- The paper demonstrates that LLMs are prone to adopting majority answers at the expense of accuracy.
- Using an Asch-inspired experimental design, the study quantifies conformity effects across various models and question types.
- Mitigation strategies like Devil’s Advocate and Question Distillation significantly reduce conformity biases in LLM responses.
The paper "Conformity in LLMs" (2410.12428) proposes that LLMs, despite their numerous advances in both accuracy and human-like behaviour emulation, are predisposed to conform to majority responses even when those responses are incorrect. It provides an in-depth analysis of conformity effects among LLMs and suggests mitigation strategies for such behaviour.
Conformity encapsulates a psychosocial bias in which an entity – in this context, an LLM – aligns its responses with a majority, often relinquishing accuracy in the process. The paper adapts psychological paradigms to assess how different LLMs react to conformity pressures across diverse knowledge domains, exposing a universal tendency among these models to conform when uncertain. This phenomenon can critically hamper the performance of technologies built on LLMs, particularly in multi-agent scenarios or when human interaction is involved.
Figure 1: An example of LLMs conforming to an incorrect majority answer.

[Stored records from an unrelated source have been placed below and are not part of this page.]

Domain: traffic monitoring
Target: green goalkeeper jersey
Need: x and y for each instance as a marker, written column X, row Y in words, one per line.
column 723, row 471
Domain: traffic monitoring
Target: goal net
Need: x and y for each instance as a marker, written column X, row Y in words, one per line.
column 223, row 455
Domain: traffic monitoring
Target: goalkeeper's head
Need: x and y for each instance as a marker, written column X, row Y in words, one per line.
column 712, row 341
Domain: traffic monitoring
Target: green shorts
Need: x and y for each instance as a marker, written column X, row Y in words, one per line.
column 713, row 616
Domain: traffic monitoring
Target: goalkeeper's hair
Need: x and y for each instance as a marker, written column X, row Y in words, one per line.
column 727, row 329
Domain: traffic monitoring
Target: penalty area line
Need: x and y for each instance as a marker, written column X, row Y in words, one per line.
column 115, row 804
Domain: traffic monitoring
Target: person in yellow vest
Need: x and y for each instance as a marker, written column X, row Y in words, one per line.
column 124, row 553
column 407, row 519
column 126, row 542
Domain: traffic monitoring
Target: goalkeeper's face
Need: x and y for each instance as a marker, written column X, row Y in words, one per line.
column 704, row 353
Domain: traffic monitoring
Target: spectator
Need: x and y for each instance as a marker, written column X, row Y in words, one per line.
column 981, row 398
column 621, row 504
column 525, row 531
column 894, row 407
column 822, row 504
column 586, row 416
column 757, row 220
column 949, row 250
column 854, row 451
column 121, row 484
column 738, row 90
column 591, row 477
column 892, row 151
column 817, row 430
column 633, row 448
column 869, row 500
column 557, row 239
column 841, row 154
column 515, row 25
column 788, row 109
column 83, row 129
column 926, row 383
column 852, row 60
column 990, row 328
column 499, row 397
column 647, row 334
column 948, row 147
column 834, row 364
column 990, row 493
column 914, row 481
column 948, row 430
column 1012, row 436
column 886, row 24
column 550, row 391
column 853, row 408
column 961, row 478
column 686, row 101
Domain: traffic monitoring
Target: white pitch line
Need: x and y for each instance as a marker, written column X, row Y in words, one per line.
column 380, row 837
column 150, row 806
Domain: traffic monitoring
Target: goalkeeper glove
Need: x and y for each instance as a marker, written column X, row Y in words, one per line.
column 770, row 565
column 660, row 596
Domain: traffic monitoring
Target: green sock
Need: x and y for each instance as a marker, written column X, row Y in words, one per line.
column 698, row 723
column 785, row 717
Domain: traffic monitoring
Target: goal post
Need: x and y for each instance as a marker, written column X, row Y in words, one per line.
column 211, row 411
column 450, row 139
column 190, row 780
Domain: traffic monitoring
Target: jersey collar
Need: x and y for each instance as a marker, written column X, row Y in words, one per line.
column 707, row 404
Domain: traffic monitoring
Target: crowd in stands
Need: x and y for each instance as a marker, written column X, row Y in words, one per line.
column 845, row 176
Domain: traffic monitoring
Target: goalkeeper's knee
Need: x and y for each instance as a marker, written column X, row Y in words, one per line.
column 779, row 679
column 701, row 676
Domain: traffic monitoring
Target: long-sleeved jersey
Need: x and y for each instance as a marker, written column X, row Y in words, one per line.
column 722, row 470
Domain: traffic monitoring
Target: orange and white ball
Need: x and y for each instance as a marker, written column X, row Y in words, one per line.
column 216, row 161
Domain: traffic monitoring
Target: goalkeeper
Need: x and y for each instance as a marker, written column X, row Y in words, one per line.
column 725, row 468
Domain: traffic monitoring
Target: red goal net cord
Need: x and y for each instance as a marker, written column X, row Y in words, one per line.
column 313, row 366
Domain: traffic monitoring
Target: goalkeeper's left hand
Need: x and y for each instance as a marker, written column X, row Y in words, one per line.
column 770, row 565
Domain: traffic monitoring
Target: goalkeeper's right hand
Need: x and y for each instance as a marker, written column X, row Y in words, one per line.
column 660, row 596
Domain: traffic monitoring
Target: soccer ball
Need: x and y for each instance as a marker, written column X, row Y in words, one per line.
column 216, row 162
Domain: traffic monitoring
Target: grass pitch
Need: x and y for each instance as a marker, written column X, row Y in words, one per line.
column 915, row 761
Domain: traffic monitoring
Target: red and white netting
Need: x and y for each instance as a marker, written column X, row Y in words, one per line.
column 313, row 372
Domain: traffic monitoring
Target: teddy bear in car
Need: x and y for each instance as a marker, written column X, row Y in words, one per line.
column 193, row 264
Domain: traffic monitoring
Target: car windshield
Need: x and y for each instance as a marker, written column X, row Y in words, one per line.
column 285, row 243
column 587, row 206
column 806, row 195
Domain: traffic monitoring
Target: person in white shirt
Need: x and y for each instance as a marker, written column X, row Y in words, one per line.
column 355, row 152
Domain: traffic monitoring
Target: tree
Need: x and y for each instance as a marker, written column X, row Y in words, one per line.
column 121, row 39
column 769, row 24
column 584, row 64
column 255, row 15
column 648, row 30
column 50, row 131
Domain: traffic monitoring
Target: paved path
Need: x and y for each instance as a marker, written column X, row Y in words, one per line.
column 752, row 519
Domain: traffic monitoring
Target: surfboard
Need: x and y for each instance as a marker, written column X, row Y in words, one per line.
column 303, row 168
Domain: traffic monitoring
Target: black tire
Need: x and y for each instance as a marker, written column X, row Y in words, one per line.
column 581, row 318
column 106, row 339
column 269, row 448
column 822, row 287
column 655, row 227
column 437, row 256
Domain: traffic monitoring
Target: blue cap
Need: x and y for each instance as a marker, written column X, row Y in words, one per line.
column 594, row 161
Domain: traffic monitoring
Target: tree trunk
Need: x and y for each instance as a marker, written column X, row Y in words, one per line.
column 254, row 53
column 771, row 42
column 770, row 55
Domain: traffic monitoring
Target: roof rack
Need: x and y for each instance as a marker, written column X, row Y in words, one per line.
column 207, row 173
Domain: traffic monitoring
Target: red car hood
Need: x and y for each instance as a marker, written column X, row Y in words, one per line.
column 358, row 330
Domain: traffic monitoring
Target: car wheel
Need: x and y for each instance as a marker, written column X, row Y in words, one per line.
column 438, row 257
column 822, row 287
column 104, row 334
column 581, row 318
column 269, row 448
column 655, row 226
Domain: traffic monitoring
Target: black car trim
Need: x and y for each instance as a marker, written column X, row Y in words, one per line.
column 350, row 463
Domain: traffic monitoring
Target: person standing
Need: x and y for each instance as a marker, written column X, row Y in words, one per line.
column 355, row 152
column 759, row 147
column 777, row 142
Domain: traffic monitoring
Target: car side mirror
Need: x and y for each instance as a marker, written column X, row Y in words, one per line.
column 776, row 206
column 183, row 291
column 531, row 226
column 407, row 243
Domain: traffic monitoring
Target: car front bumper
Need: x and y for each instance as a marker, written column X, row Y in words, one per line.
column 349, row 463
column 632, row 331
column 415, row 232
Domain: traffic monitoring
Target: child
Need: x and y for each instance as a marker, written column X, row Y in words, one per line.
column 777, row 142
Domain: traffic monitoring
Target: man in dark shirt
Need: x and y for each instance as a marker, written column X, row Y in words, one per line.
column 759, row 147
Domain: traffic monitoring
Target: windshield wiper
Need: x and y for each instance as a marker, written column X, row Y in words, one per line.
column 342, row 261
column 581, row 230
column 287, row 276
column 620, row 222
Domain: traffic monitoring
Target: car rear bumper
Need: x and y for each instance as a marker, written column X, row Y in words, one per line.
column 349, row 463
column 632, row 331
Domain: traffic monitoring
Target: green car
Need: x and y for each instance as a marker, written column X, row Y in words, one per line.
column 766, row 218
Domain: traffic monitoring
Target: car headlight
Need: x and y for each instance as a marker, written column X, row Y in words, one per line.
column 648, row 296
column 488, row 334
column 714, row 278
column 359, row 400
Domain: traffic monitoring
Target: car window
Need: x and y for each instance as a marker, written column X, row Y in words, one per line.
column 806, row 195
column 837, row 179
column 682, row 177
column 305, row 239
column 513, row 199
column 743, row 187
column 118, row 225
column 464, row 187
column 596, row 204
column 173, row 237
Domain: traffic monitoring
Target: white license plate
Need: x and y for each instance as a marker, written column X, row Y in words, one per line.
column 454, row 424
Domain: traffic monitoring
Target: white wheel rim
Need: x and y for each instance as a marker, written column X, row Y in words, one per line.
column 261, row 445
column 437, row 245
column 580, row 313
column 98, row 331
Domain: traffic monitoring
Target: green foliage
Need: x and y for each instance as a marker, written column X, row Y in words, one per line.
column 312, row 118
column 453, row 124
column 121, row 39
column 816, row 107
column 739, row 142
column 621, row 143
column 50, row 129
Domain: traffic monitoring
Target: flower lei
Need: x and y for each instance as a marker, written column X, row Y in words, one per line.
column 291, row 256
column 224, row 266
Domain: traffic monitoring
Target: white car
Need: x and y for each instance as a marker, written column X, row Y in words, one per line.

Methodology and Experiments
The paper employs a well-structured methodology inspired by Asch's conformity experiment, transforming the evaluation task into a dialogue-based Q&A system where the LLM is the 'critical subject.' By varying conditions such as participant numbers and the tones used in answers, the paper examines conformity across both objective and subjective questions.
Key Observations:
The paper systematically identifies factors contributing to conformity variance among LLMs:
- Tone of Responses: A more conversational and confident tone amplifies conformity (Figure 3).
Figure 3: Conformity levels across different models and participant numbers with different tones on MMLU.
- Instruction Tuning: Models that underwent instruction tuning generally exhibited reduced conformity, suggesting that tuning forms a crucial defense against conformity pressures.
Figure 4: Conformity level across pre-trained and instruction-tuned models with Unanimous-Plain on MMLU.
To mitigate the conformity effect, the paper proposes two interventions:
- Devil’s Advocate (DA): Incorporating dissenting responses helps reduce conformity by creating a diversity of opinions.
Figure 5: Resistance levels across different models and participant numbers, showing the impact of Question Distillation (QD) and Devil's Advocate (DA) in reducing conformity, compared to original MMLU performance.
- Question Distillation (QD): Simplifying prompts helps to diminish misplaced attention on majority responses.
Implications and Future Directions
The paper emphasizes that understanding and addressing LLM conformity is crucial for the deployment of more robust AI systems. Conformity behaviours could undermine the reliability of AI in critical decision-making scenarios, particularly in domains involving collective intelligence and incremental learning.
The analysis connects LLM conformity with human psychological theories, suggesting a reflection of underlying biases present during model training. This opens avenues for future research aimed at integrating psychological insights into NLP, potentially addressing not just conformity but other socio-cognitive biases ingrained during model learning.
Conclusion
The investigation underscores the ubiquity of conformity among LLMs and provides strategic interventions that significantly reduce such biases. By drawing parallels with human conformity behaviours, this work paves the way for improvements in the design of LLMs, enhancing their reliability and fairness in computational contexts. These efforts mark a stride towards achieving AI that not only simulates human-like responses but also effectively minimizes erroneous social biases.